Capital region counties could be on the hook
By Zachary Matson
The state agency that controls Conklingville Dam and a private company that produces hydropower at the site are far apart as they negotiate a new reservoir operating agreement for Great Sacandaga Lake.
The Hudson River-Black River Regulating District owns and operates the main dam structure and dictates reservoir levels, while a power station owned by Erie Boulevard Hydropower and Brookfield Renewables generates electricity from the water that flows out of the state’s largest impoundment.
The current reservoir operating agreement – first adopted in 2003 and amended in 2006, 2021 and this year – expires Dec. 31.The outcome of negotiations over a replacement could have far-reaching impact and threaten planned reductions in payments assessed on counties that benefit from the dam’s operation.
The regulating district this year commissioned an appraisal that valued access to the water created by the dam at $2.5 million annually. But Erie, a subsidiary of Canada-based Brookfield Renewables, seeks to pay only to time water releases through its powerhouse, offering about $77,000 per year, according to the regulating district.

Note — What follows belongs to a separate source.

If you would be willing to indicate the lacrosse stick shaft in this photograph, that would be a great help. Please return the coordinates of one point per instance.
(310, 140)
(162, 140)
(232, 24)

Erie, which operates a litany of hydropower facilities around the Adirondacks, pays for access to 56 feet of water produced because of the Conklingville dam. Erie is currently paying nearly $1.5 million in annual water fees under the operating agreement, according to the regulating district. Its E.J. West powerhouse has the capacity to produce 22 MW of energy at the site.
Mark Luciano, Brookfield Renewable’s stakeholder relations manager for New York, said in an email he would not comment on the negotiations.
Callaghan argued the value of accessing the impoundment’s water power has increased since the current agreement and Erie should increase its payments to the district. District officials have also suggested that if Erie prevails in negotiations and significantly reduces its payments, the district’s finances would be imperiled.
The district had long relied on downstream hydropower producers to fund its operations through separate beneficiary assessments, but those payments in 2008 were rejected in federal court on the grounds any such bills must be approved by the Federal Energy Regulatory Commission (FERC). The district shifted the budget burden downstream to Albany, Rensselaer, Saratoga, Washington and Warren counties. Last year’s state budget, though, called for easing the counties’ burden by moving certain local tax payments around Great Sacandaga from the district to the state.
“If we lose the significant revenue annually from operation of the E.J. West plant, the relief counties are expecting will be decreased significantly,” Callaghan said.
The underlying reservoir operating agreement requires the regulating district to operate the dam to “maximize hydroelectric energy generation and revenue by the Erie” powerhouse, as well as to serve its statutory role in regulating water flows on the Sacandaga and Hudson Rivers to reduce flood risk to downstream communities. The agreement outlines a water fee paying to maintain the dam that produces the water to generate electricity at Erie’s powerhouse.
Both Erie and HRBRRD hold FERC licenses to operate the site to produce energy, which expire around 2040.
Stillwater talks continue
The regulating district also faces a Dec. 31 contract deadline at the Stillwater Reservoir in the western Adirondacks.
Stillwater Associates operates a powerhouse at that dam under a contract that requires the regulating district to purchase the powerhouse if the two parties cannot agree on an extension of monthly payments.
Callaghan said he expects the district will have to purchase the facility, and the two parties are working with appraisers to determine the value of the powerhouse. The district lacks the authority to generate power, so if it does end up owning the Stillwater powerhouse it would then solicit a new hydroproducer to operate the facility.